Fine Gael faces defeat in vote on digital consent
The age at which children can consent to allowing technology giants like Facebook to gather their data looks set to be raised by three years to 16.
Ministers have already agreed to set the 'digital age of consent' at 13 but now face an embarrassing Dáil defeat unless they backtrack.
Fianna Fáil, Sinn Féin and the Labour Party have all indicated they now favour raising the age limit to 16.
It comes as the messaging service WhatsApp announced that it has raised the minimum age for users in Europe to 16.
The instant messaging app, which is owned by Facebook, said the move was in response to the EU's General Data Protection Regulations (GDPR).
GDPR bans the processing of personal information of children under 16 unless parents provide consent. However, individual countries can lower this to 13.
Justice Minister Charlie Flanagan has received Cabinet approval to set the age at 13 but there is mounting opposition to the move. This position is backed by groups including the Irish Society for the Prevention of Cruelty to Children and the Children's Rights Alliance and the Special Rapporteur on Child Protection, Geoffrey Shannon.
However, the move by opposition parties toward the higher age limit could inflict an embarrassing Dáil defeat on the Government.
The Data Protection Bill, which includes the age of consent, is due back before the Dáil in the coming days.

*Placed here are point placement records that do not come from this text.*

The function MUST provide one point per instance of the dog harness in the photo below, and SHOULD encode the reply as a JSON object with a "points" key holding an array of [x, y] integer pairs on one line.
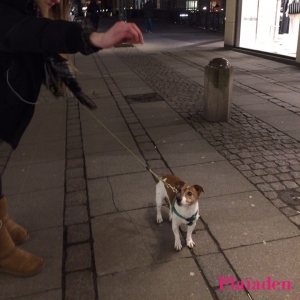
{"points": [[189, 220]]}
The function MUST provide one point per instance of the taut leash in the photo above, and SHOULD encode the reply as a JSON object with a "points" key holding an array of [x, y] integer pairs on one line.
{"points": [[141, 162]]}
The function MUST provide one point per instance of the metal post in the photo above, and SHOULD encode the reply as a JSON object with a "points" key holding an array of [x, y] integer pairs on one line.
{"points": [[217, 90]]}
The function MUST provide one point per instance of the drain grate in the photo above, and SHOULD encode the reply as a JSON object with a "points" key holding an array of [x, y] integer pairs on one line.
{"points": [[291, 197], [123, 46], [144, 98]]}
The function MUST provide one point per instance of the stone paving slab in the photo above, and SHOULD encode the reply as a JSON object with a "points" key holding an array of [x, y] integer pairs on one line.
{"points": [[22, 179], [247, 100], [157, 119], [278, 259], [118, 245], [186, 153], [106, 142], [113, 163], [284, 123], [214, 266], [173, 133], [124, 198], [266, 110], [43, 208], [100, 197], [158, 238], [244, 218], [48, 295], [160, 281], [37, 153], [48, 244], [92, 127], [216, 178]]}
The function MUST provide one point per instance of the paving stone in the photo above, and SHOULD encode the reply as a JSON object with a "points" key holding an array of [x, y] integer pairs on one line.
{"points": [[204, 243], [75, 163], [80, 285], [256, 180], [290, 184], [76, 215], [278, 203], [270, 178], [270, 195], [101, 199], [151, 154], [243, 212], [47, 295], [123, 197], [114, 234], [228, 293], [79, 257], [288, 211], [74, 153], [214, 266], [188, 152], [76, 198], [75, 184], [277, 186], [113, 163], [265, 187], [165, 274], [278, 259], [78, 233], [295, 219]]}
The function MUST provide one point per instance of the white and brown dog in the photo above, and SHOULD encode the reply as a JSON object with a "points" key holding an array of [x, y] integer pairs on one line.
{"points": [[184, 208]]}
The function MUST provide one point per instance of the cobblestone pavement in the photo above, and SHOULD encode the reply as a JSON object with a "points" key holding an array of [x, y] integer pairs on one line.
{"points": [[267, 157]]}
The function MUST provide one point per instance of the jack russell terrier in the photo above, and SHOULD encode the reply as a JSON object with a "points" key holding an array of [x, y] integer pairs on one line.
{"points": [[183, 205]]}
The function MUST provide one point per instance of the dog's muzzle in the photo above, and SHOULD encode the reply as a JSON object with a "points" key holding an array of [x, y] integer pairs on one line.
{"points": [[178, 199]]}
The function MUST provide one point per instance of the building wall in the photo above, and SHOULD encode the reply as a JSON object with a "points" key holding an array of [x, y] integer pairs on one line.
{"points": [[230, 23]]}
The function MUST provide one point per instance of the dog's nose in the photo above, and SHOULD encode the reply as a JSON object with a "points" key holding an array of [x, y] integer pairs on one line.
{"points": [[178, 199]]}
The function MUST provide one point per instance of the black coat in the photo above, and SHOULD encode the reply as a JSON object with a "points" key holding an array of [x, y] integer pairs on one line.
{"points": [[24, 41], [148, 9]]}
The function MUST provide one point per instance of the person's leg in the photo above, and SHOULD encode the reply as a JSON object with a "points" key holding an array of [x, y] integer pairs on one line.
{"points": [[150, 24], [13, 260], [17, 232]]}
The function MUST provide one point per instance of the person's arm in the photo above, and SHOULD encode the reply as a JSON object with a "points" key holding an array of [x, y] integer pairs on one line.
{"points": [[20, 33], [120, 33]]}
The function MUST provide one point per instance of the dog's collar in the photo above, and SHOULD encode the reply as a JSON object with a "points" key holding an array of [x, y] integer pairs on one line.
{"points": [[189, 220]]}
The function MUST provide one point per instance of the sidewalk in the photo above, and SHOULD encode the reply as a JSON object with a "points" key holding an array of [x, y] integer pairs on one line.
{"points": [[90, 205]]}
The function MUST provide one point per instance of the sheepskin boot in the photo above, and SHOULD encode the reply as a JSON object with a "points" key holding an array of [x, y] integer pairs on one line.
{"points": [[17, 232], [16, 261]]}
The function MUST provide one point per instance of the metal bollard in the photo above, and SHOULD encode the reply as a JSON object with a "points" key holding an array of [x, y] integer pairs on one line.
{"points": [[217, 90]]}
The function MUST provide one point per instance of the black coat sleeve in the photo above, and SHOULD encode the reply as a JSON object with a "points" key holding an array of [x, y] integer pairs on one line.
{"points": [[21, 33]]}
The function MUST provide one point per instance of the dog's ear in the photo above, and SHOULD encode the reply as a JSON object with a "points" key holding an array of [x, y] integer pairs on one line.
{"points": [[179, 184], [199, 189]]}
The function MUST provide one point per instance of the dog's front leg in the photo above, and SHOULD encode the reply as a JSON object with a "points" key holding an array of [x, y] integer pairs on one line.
{"points": [[175, 227], [189, 241]]}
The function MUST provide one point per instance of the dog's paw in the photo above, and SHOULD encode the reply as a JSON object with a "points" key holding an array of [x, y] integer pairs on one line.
{"points": [[190, 243], [177, 246], [159, 219]]}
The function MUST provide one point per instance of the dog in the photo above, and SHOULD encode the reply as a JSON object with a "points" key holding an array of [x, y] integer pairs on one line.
{"points": [[183, 205]]}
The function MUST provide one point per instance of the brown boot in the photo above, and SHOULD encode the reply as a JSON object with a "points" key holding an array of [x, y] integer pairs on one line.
{"points": [[17, 232], [16, 261]]}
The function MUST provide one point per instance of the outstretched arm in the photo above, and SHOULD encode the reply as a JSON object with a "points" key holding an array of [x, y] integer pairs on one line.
{"points": [[119, 33]]}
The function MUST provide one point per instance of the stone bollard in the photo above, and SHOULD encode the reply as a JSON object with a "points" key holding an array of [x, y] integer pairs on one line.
{"points": [[217, 90]]}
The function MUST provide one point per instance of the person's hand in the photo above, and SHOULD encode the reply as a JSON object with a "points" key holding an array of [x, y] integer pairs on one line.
{"points": [[119, 33]]}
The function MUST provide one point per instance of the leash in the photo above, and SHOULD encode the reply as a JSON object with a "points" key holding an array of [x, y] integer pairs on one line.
{"points": [[138, 159]]}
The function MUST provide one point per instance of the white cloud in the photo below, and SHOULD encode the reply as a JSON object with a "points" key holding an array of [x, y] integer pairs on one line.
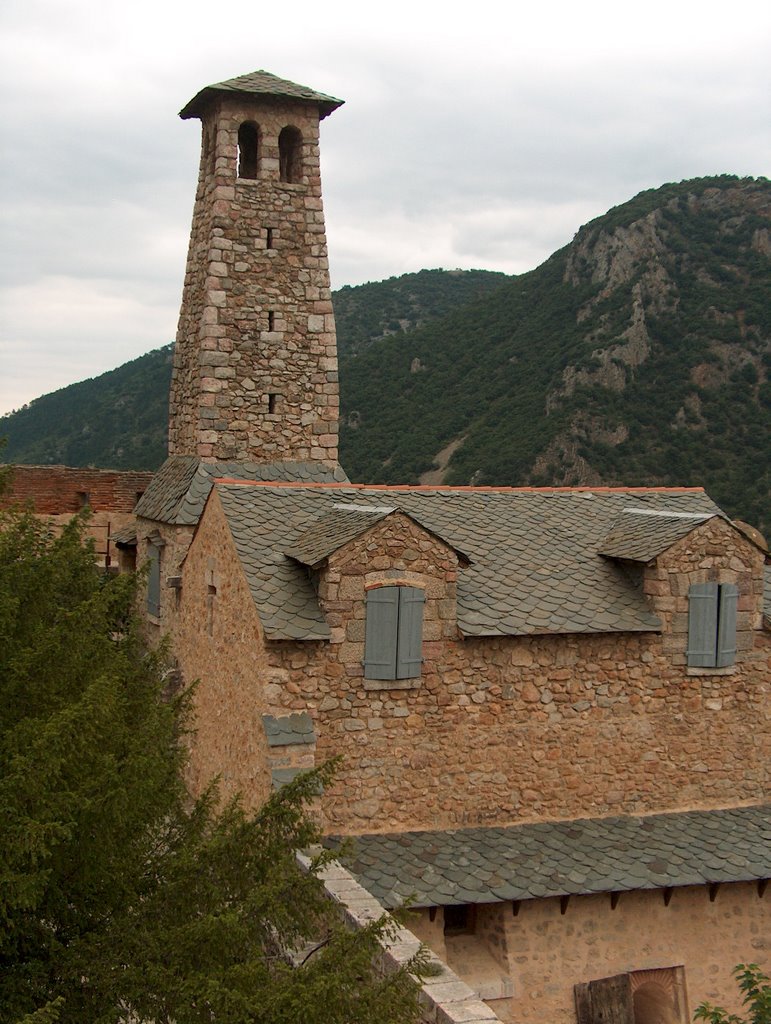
{"points": [[475, 137]]}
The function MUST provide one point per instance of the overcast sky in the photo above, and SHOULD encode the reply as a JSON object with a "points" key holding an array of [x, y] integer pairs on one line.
{"points": [[473, 135]]}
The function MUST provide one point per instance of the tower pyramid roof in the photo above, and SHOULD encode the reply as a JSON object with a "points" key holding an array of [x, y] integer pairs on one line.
{"points": [[260, 83]]}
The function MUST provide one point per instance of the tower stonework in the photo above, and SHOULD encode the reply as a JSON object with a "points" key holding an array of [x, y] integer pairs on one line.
{"points": [[255, 361]]}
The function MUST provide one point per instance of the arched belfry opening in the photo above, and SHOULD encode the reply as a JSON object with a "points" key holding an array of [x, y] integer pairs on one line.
{"points": [[290, 155], [249, 150]]}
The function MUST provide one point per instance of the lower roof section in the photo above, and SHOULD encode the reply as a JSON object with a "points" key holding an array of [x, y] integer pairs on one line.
{"points": [[561, 858]]}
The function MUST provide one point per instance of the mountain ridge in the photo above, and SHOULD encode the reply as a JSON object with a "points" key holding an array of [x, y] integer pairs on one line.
{"points": [[639, 353]]}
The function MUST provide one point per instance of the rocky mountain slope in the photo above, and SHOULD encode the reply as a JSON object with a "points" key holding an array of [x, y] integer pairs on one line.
{"points": [[119, 420], [638, 354]]}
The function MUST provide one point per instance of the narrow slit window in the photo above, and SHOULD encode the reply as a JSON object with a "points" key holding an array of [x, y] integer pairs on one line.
{"points": [[290, 155], [210, 599], [249, 150]]}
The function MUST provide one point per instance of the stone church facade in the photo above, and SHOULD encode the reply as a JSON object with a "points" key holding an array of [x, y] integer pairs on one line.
{"points": [[551, 706]]}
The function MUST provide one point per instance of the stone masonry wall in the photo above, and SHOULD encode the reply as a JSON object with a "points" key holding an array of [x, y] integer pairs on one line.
{"points": [[226, 653], [527, 728], [550, 951], [255, 365], [497, 730], [547, 952]]}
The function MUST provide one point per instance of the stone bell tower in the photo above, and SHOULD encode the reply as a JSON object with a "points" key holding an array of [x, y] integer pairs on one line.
{"points": [[255, 363]]}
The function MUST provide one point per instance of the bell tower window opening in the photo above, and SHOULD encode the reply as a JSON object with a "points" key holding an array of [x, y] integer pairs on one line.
{"points": [[249, 150], [290, 152]]}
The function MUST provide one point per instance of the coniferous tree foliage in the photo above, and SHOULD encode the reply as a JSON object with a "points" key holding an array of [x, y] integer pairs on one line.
{"points": [[120, 900]]}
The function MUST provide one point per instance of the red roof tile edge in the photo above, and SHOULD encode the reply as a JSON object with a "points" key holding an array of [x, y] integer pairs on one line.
{"points": [[336, 485]]}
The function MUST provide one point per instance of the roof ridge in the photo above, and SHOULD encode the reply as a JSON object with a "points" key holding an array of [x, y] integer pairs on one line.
{"points": [[228, 481]]}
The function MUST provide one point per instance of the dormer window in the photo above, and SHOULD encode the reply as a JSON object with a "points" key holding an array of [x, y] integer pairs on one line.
{"points": [[712, 625], [393, 640]]}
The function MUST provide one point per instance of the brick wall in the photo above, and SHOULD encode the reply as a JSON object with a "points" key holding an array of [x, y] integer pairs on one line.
{"points": [[57, 489], [57, 493]]}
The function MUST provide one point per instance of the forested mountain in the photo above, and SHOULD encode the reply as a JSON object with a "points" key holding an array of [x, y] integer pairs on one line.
{"points": [[638, 354], [120, 419]]}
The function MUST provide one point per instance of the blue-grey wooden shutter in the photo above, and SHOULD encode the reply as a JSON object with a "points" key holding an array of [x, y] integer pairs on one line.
{"points": [[702, 625], [410, 636], [729, 596], [381, 633], [154, 581]]}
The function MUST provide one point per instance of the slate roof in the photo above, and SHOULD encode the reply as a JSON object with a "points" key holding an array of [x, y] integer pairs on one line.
{"points": [[178, 492], [534, 562], [264, 84], [334, 528], [560, 858], [642, 535]]}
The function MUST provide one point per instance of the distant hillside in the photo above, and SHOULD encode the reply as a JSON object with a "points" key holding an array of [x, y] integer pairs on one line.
{"points": [[638, 354], [120, 419], [115, 421]]}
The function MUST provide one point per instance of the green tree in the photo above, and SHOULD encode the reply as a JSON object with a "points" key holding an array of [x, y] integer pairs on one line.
{"points": [[119, 899], [756, 990]]}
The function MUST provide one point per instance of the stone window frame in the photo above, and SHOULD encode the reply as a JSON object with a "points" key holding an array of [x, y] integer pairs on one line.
{"points": [[720, 598]]}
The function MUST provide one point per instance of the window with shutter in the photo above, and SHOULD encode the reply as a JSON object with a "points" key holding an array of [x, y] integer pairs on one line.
{"points": [[712, 625], [393, 638]]}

"We're moving into committee stage with that important piece of legislation. I've got a very full work programme. The Dáil is about deliberation and debate so I look forward to that debate which I hope will take place by the end of the week," Mr Flanagan said.
The minister added it was "an important piece of legislation that needs to be enacted before the end of May".
Labour's spokesperson on children, Sean Sherlock, said the announcement by WhatsApp that it will adopt a uniform approach to European data markets shows the Government's plan "is redundant".
"Fine Gael should reconsider its approach."